Multiprocessing and multithreading

Parallelism in python



In [10]:

    
%%file multihello.py
'''hello from another process
'''
from multiprocessing import Process

def f(name):
    print 'hello', name

if __name__ == '__main__':
    p = Process(target=f, args=('world',))
    p.start()
    p.join()
    

# EOF









    



Overwriting multihello.py



In [2]:

    
!python2.7 multihello.py









    



hello world

On Windows: multiprocessing spawns with subprocess.Popen



In [42]:

    
if __name__ == '__main__':
    from multiprocessing import freeze_support
    freeze_support()
    
    # Then, do multiprocessing stuff...

Data parallelism versus task parallelism

Multithreading versus multiple threads

The global interpreter lock

Processes versus threads

Shared memory and shared objects

Shared objects: Value and Array



In [3]:

    
%%file sharedobj.py
'''demonstrate shared objects in multiprocessing
'''
from multiprocessing import Process, Value, Array

def f(n, a):
    n.value = 3.1415927
    for i in range(len(a)):
        a[i] = -a[i]

if __name__ == '__main__':
    num = Value('d', 0.0)
    arr = Array('i', range(10))

    p = Process(target=f, args=(num, arr))
    p.start()
    p.join()

    print num.value
    print arr[:]
    

# EOF









    



Overwriting sharedobj.py



In [4]:

    
!python2.7 sharedobj.py









    



3.1415927
[0, -1, -2, -3, -4, -5, -6, -7, -8, -9]

Manager and proxies



In [5]:

    
%%file sharedproxy.py
'''demonstrate sharing objects by proxy through a manager
'''
from multiprocessing import Process, Manager

def f(d, l):
    d[1] = '1'
    d['2'] = 2
    d[0.25] = None
    l.reverse()

if __name__ == '__main__':
    manager = Manager()

    d = manager.dict()
    l = manager.list(range(10))

    p = Process(target=f, args=(d, l))
    p.start()
    p.join()

    print d
    print l


# EOF









    



Overwriting sharedproxy.py



In [6]:

    
!python2.7 sharedproxy.py









    



{0.25: None, 1: '1', '2': 2}
[9, 8, 7, 6, 5, 4, 3, 2, 1, 0]

See: https://docs.python.org/2/library/multiprocessing.html

Working in C with ctypes and numpy



In [7]:

    
%%file numpyshared.py
'''demonstrating shared objects using numpy and ctypes
'''
import multiprocessing as mp
from multiprocessing import sharedctypes
from numpy import ctypeslib

def fill_arr(arr_view, i):
    arr_view.fill(i)

if __name__ == '__main__':
    ra = sharedctypes.RawArray('i', 4)
    arr = ctypeslib.as_array(ra)
    arr.shape = (2, 2)
    p1 = mp.Process(target=fill_arr, args=(arr[:1, :], 1))
    p2 = mp.Process(target=fill_arr, args=(arr[1:, :], 2))
    p1.start(); p2.start()
    p1.join(); p2.join()
    print arr









    



Overwriting numpyshared.py



In [8]:

    
!python2.7 numpyshared.py









    



[[1 1]
 [2 2]]

Issues: threading and locks

Low-level task parallelism: point to point communication

Process



In [9]:

    
%%file mprocess.py
'''demonstrate the process claas
'''
import multiprocessing as mp
from time import sleep
from random import random

def worker(num):
    sleep(2.0 * random())
    name = mp.current_process().name
    print "worker {},name:{}".format(num, name)

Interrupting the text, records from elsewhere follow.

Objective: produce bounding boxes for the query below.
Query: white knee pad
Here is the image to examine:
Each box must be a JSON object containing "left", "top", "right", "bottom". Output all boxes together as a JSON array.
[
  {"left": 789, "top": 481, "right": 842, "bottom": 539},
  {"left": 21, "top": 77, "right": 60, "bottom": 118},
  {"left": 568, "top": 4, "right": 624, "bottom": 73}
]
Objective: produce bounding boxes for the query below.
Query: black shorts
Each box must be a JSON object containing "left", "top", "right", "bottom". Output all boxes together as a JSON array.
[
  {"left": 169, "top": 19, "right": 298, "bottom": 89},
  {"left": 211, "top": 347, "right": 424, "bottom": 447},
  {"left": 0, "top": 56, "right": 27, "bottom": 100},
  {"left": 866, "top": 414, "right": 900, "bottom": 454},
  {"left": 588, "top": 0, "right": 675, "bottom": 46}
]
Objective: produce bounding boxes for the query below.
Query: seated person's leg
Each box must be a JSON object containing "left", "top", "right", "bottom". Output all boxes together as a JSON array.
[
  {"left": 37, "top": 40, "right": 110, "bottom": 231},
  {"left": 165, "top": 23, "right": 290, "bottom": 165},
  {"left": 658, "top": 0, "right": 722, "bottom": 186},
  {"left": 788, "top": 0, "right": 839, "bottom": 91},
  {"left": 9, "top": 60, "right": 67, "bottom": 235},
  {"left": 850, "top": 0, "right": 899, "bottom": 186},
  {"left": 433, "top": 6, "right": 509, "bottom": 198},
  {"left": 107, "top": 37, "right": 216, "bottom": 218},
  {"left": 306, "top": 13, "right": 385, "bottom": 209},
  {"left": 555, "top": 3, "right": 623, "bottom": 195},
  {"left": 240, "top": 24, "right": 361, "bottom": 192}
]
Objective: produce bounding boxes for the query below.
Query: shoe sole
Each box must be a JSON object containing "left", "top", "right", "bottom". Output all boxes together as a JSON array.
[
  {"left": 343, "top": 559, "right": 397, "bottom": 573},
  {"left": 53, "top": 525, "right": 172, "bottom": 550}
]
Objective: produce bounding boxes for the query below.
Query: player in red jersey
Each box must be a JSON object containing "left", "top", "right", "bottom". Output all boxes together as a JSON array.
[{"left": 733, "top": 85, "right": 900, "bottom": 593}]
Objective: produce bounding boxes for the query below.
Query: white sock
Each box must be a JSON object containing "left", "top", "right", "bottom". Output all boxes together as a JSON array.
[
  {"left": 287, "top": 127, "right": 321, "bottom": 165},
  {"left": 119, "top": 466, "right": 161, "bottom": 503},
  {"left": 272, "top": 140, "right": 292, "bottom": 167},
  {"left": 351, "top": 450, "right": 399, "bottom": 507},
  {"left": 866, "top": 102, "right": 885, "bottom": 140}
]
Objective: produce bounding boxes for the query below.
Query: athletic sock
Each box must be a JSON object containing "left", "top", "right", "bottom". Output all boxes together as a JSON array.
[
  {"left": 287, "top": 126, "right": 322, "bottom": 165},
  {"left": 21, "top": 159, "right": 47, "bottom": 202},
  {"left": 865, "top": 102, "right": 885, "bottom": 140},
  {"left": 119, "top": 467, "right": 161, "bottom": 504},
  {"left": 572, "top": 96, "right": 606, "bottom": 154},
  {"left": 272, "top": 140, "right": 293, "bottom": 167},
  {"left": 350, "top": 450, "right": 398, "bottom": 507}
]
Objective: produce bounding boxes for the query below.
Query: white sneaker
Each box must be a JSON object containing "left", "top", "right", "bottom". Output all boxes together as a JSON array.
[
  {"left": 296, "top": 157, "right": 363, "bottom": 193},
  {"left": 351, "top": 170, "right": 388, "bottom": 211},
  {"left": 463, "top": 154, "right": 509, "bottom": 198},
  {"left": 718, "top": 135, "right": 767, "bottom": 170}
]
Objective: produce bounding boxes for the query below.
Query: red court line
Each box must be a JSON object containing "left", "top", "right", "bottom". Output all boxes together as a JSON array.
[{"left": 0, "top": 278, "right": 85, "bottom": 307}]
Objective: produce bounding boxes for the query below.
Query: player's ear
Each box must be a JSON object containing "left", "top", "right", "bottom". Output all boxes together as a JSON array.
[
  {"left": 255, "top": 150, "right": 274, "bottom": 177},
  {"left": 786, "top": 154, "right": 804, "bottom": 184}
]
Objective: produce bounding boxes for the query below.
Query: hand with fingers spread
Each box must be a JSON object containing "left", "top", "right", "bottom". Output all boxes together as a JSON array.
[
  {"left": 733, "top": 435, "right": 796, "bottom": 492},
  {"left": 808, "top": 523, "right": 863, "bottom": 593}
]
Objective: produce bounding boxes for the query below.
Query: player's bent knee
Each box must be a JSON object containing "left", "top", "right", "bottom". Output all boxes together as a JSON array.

if __name__ == '__main__':
    master = mp.current_process().name
    print "Master name: {}".format(master)
    for i in range(2):
        p = mp.Process(target=worker, args=(i,))
        p.start()

    # Close all child processes spawn
    [p.join() for p in mp.active_children()]









    



Overwriting mprocess.py



In [10]:

    
!python2.7 mprocess.py









    



Master name: MainProcess
worker 0,name:Process-1
worker 1,name:Process-2

Queue and Pipe



In [11]:

    
%%file queuepipe.py
'''demonstrate queues and pipes
'''
import multiprocessing as mp
import pickle

def qworker(q):
    v = q.get() # blocking!
    print "queue worker got '{}' from parent".format(v)
    
def pworker(p):
    import pickle  # needed for encapsulation
    msg = 'hello hello hello'
    print "pipe worker sending {!r} to parent".format(msg)
    p.send(msg)
    v = p.recv()
    print "pipe worker got {!r} from parent".format(v)
    print "unpickled to {}".format(pickle.loads(v))

    
if __name__ == '__main__':
    q = mp.Queue()
    p = mp.Process(target=qworker, args=(q,))
    p.start() # blocks at q.get()
    v = 'python rocks!'
    print "putting '{}' on queue".format(v)
    q.put(v)
    p.join()
    print ''

    # The two ends of the pipe: the parent and the child connections
    p_conn, c_conn = mp.Pipe()
    p = mp.Process(target=pworker, args=(c_conn,))
    p.start()
    msg = pickle.dumps([1,2,3],-1)
    print "got {!r} from child".format(p_conn.recv())
    print "sending {!r} to child".format(msg)
    p_conn.send(msg)
    import datetime
    print "\nfinished: {}".format(datetime.date.today())
    p.join()









    



Overwriting queuepipe.py



In [12]:

    
!python2.7 queuepipe.py









    



putting 'python rocks!' on queue
queue worker got 'python rocks!' from parent

pipe worker sending 'hello hello hello' to parent
got 'hello hello hello' from child
sending '\x80\x02]q\x00(K\x01K\x02K\x03e.' to child
pipe worker got '\x80\x02]q\x00(K\x01K\x02K\x03e.' from parent
unpickled to [1, 2, 3]

finished: 2015-07-04

Synchronization with Lock and Event



In [13]:

    
%%file multi_sync.py
'''demonstrating locks
'''
import multiprocessing as mp

def print_lock(lk, i):
    name = mp.current_process().name
    lk.acquire()
    for j in range(5):
        print i, "from process", name
    lk.release()


if __name__ == '__main__':
    lk = mp.Lock()
    ps = [mp.Process(target=print_lock, args=(lk,i)) for i in range(5)]
    [p.start() for p in ps]
    [p.join() for p in ps]









    



Overwriting multi_sync.py



In [14]:

    
!python2.7 multi_sync.py









    



0 from process Process-1
0 from process Process-1
0 from process Process-1
0 from process Process-1
0 from process Process-1
1 from process Process-2
1 from process Process-2
1 from process Process-2
1 from process Process-2
1 from process Process-2
2 from process Process-3
2 from process Process-3
2 from process Process-3
2 from process Process-3
2 from process Process-3
3 from process Process-4
3 from process Process-4
3 from process Process-4
3 from process Process-4
3 from process Process-4
4 from process Process-5
4 from process Process-5
4 from process Process-5
4 from process Process-5
4 from process Process-5



In [15]:

    
'''events
'''
import multiprocessing as mp

def wait_on_event(e):
    name = mp.current_process().name
    e.wait()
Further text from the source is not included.